Display Technologies

Currently, the world produces about one billion LCD displays per year, which is about 85% of the total number of displays. Modern displays are manufactured using nematic liquid crystals (NLC). The basis for establishing an entire industry of LCD displays is the high efficiency of electro-optic light modulation in NLCs combined with low control power. However, the performance of NLC cells and displays is limited by the physical properties of the NLCs: the maximum frame rate in them is currently not more than 160 Hz and at best can be increased up to 240 Hz.

Why is increasing performance so important? Earlier, increased performance allowed raising the frame rate on a TV screen from 25 to 30-50 Hz to avoid flicker. Then, at a frequency of at least 120 Hz it became possible to receive more vivid color images while reducing the number of display elements by three times due to successive color changes. The next step is using 3D technologies, which require at least doubling the performance – with separate angles for the left and right eyes. At this, the electric voltage applied to the each LCD cell should remain compatible with the integrated circuits used to control the display.

Back in the 1970s, it was discovered that smectic liquid crystals (SLC) with ferroelectric properties and therefore high sensitivity to the action of an electric field, are able to provide a much greater frequency response.

20 years of focused research by staff members of the P.N. Lebedev Physics Institute of the Academy of Sciences (FIAN) resulted in the development of SLC materials and fabrication of experimental display cells with unique characteristics.

The breakthrough was possible through the solution of a number of fundamental physical problems in the field of SLC physics and the development of the physico-chemical and physico-technological fundamentals of creating new SLC materials and SLC display cells reflected in the know-how and the application for a patent of the Russian Federation.

The fact that the developed experimental models of display SLC cells while having electric voltage characteristics similar or even a lower than those of NLC devices, are close to them in the form of modulation characteristics but are 10-15 times faster, allow anticipating the wide use of SLCs in display technology in the near future.

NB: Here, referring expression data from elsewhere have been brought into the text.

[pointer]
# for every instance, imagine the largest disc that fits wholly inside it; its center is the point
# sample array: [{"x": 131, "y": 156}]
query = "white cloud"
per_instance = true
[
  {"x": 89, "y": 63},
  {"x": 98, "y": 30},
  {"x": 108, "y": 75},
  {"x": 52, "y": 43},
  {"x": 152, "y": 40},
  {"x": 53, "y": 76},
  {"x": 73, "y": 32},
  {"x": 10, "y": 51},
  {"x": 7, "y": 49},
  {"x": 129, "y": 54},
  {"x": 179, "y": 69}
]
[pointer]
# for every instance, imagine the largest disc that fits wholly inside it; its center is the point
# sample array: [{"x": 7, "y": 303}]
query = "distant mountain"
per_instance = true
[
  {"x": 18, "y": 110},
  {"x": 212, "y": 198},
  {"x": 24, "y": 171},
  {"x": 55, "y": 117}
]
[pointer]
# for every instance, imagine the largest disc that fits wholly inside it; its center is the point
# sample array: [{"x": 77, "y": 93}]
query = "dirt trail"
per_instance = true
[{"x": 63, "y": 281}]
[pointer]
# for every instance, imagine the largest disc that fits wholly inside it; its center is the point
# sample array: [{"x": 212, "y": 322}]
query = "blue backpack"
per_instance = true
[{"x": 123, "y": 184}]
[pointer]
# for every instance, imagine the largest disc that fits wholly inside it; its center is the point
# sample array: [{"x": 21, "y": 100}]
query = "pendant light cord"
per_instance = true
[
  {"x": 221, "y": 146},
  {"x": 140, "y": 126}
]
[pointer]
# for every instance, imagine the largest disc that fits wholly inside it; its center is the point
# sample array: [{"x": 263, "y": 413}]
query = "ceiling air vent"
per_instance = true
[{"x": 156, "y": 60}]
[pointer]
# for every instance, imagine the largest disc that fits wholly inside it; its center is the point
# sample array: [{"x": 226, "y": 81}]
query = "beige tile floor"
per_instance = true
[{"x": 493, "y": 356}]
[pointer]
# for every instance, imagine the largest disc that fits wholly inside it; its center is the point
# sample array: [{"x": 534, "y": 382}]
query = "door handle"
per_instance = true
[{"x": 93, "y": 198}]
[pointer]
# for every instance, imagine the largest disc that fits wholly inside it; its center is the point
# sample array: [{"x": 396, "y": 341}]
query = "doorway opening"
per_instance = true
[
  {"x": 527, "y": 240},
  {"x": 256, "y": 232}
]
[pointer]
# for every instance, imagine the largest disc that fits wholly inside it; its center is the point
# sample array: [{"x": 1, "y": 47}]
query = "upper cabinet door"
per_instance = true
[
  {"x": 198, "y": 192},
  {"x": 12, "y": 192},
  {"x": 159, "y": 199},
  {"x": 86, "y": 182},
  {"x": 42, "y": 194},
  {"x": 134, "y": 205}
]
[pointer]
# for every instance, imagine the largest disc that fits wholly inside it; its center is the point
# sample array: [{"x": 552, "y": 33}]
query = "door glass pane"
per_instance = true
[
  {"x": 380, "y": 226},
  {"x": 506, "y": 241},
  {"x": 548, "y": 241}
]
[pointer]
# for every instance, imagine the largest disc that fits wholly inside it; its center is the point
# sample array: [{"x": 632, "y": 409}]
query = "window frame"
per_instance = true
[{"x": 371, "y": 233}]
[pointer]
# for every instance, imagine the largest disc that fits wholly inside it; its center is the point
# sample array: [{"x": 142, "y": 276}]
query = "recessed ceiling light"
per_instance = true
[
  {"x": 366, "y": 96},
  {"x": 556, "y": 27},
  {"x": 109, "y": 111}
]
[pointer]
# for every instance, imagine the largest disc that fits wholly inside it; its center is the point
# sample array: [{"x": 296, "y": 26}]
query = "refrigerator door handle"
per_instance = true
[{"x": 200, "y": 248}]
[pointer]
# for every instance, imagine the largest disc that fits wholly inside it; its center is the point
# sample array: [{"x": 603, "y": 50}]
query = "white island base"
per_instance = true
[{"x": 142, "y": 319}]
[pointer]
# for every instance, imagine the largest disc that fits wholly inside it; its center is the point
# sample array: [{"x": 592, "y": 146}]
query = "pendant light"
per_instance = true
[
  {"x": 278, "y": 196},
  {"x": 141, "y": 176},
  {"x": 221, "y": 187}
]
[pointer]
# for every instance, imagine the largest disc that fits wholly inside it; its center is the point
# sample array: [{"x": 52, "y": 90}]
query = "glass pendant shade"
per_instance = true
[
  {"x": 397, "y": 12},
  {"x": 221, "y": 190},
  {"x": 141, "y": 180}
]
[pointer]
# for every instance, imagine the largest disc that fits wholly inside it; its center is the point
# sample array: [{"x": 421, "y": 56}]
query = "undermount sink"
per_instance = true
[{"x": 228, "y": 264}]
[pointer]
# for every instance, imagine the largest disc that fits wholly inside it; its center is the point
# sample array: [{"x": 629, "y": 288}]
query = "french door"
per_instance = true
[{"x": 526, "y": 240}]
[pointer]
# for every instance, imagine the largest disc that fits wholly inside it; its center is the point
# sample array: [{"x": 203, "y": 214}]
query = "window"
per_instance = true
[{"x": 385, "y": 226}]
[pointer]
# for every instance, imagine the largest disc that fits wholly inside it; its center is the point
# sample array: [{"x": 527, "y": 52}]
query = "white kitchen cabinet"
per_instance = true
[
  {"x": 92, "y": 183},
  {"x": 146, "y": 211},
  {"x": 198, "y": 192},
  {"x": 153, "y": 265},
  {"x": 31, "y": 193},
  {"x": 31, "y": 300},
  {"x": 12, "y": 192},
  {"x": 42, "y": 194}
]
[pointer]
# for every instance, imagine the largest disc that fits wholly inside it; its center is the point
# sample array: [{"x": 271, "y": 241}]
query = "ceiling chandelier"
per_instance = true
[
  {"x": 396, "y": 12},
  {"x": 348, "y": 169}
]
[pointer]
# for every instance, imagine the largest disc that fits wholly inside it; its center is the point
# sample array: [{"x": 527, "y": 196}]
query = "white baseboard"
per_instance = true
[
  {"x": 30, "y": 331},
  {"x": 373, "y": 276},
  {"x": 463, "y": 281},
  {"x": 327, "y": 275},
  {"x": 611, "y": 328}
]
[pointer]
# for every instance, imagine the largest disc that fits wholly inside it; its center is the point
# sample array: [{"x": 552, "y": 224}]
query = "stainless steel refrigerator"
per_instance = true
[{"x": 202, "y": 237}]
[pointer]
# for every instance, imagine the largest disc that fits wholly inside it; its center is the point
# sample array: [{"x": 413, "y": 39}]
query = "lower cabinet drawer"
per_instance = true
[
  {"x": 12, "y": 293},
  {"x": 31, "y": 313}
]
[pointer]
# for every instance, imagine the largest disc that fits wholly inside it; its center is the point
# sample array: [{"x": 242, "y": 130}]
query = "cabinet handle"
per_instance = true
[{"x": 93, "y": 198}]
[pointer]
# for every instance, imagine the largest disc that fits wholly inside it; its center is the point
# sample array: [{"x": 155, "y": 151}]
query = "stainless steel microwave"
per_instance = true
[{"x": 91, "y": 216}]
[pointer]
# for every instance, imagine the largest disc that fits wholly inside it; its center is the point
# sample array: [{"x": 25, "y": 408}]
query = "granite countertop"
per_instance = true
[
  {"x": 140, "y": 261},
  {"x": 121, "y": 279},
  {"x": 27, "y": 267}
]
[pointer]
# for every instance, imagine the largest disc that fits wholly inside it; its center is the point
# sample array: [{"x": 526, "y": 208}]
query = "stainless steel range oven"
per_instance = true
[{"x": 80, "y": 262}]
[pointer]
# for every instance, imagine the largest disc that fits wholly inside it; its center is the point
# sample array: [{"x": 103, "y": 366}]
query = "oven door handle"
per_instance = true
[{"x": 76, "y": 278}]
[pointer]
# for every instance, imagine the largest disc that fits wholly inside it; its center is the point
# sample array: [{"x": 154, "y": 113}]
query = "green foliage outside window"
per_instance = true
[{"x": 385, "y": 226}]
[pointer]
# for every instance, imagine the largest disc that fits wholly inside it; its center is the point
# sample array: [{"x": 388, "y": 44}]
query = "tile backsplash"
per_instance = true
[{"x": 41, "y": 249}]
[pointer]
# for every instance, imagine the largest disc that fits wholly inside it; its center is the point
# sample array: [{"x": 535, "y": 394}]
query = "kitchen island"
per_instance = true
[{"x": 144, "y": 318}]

Moreover, the use of high-speed SLC materials will allow developing devices with new functionality that is not yet available due to the limited performance of the NLCs – multi-program and multi-user 3D vision systems, including those not requiring special glasses, high-speed processing, coding and data recognition system, etc.

Since February 2010, thanks to powerful and comprehensive support from the Russian company MEGAVISION, which is a member of the Konti Group, SLC research received a new impulse and work began on creating samples of SLC devices.